BattleTech. Warto było czekać - serie, które wróciły z niebytu
Spis treści
BattleTech
Wbrew pozorom fascynacja mechami (gundamami, evangelionami, transformersami, tytanami...) wybiega daleko poza Azję i jeśli nawet według niektórych to trochę wstyd, wielu dużych chłopców z chęcią posłałoby do boju taką machinę zniszczenia. Albo i cały oddział. Jeśli komuś nie pasowała poetyka japońskich gier poświęconych olbrzymim robotom, zawsze pozostawały serie osadzone w świecie planszówki BattleTech – MechWarrior i MechCommander.

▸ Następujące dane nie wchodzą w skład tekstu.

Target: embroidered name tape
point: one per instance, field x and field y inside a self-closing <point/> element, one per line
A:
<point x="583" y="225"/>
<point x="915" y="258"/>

...I od premiery MechWarriora 4 oraz MechCommandera 2 za dużo powodów do radości to tacy gracze nie mieli. Jedynie ci, którzy lubią rozgrywki sieciowe, dostali całkiem udanego MechWarriora Online, ale to sytuacja, którą można traktować podobnie jak w przypadku The Old Republic. Nie do końca tego się gracze spodziewali. I wreszcie, w 2019 roku, po wielu latach czekania nadejść ma MechWarrior 5 – i moglibyśmy teraz o nim napisać, ale wolimy przełamać schemat i wspomnieć o tytule, który niedawno trafił na rynek.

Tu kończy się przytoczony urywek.